Con la pujanza china y el comercio de contenedores, el anhelo occidental formulado bajo la expresión de Paso del Noreste toma una nueva envergadura y se convierte en Ruta marítima del Norte, un itinerario controlado por Rusia y sometido a menos tensiones geopolíticas regionales que la ruta tradicional a través del Índico, inaugurada por los portugueses durante la Era de los descubrimientos y acelerada por Francia y Reino Unido con la construcción y gestión del canal de Suez: el atajo entre el Mar Rojo y el Mediterráneo evitaba la larga travesía a través del extremo sur de África.

La carrera del Ártico

Hoy, el canal de Suez y su equivalente americano, el proyecto geopolítico de Panamá —que sellaría el dominio de Estados Unidos sobre la región en relevo de las viejas potencias coloniales—, podrían empequeñecer ante las perspectivas de desarrollo del comercio y la explotación de recursos en el Ártico. La ruta del mar del Norte es una 40% más rápida que la convencional a través del canal de Suez.
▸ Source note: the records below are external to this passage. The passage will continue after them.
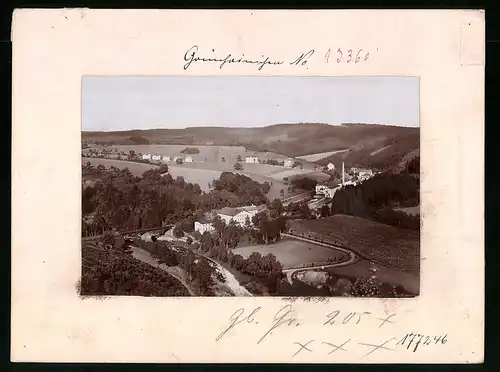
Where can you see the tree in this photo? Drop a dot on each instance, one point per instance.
(178, 233)
(206, 242)
(252, 266)
(237, 261)
(163, 169)
(325, 211)
(276, 208)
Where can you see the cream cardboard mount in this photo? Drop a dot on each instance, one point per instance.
(53, 49)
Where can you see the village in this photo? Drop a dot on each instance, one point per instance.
(322, 196)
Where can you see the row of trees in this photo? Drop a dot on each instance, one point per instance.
(125, 202)
(200, 273)
(107, 271)
(377, 197)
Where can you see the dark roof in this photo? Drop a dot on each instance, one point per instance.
(229, 211)
(234, 211)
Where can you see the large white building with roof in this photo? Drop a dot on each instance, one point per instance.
(239, 215)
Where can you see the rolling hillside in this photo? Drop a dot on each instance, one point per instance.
(376, 146)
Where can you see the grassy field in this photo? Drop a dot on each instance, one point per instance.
(410, 282)
(384, 244)
(213, 154)
(320, 155)
(137, 169)
(208, 165)
(292, 253)
(194, 175)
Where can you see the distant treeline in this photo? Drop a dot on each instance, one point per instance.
(377, 197)
(190, 150)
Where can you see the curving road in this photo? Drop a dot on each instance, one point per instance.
(292, 272)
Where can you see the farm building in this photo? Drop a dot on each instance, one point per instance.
(203, 225)
(238, 215)
(327, 191)
(365, 173)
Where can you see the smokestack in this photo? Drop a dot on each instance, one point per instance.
(343, 175)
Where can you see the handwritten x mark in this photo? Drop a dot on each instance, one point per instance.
(386, 320)
(377, 347)
(302, 347)
(336, 347)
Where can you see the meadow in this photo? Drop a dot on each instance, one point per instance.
(320, 155)
(137, 169)
(210, 162)
(293, 253)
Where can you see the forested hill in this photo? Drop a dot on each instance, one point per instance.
(383, 143)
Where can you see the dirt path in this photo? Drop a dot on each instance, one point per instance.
(291, 273)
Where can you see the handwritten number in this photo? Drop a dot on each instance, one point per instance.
(331, 317)
(403, 340)
(327, 55)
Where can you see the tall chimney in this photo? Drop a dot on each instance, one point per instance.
(343, 175)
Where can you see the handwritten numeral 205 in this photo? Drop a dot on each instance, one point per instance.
(348, 56)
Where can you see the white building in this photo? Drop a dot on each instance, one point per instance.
(327, 191)
(238, 215)
(289, 163)
(365, 173)
(203, 225)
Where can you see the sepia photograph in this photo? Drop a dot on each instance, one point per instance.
(250, 186)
¿Cuál será la posición europea y norteamericana al respecto? ¿Pueden Rusia y China acordar un nuevo orden comercial mundial en condiciones de competir con las rutas establecidas, controladas por europeos y estadounidenses?

En abril de 2019, tenía lugar en San Petersburgo una conferencia sobre el Ártico bajo el auspicio ruso y con un lema que muestra un interés estratégico que trata de mirar hacia otro lado cuando se trata de reconocer los efectos del cambio climático: «El Ártico: Un territorio de diálogo». Para Rusia, los incendios en el Gran Norte y el retroceso de la tundra representan la realización de un viejo sueño expansivo.

El sueño ruso se convierte, poco a poco, en realidad: los 20 millones de toneladas de manufacturas transportadas a través de la ruta rusa del Ártico en 2018 se habrán cuadruplicado en 2025. Maersk, el gigante del transporte logístico por mar, explora ya su presencia en el comercio a través de la ruta propuesta.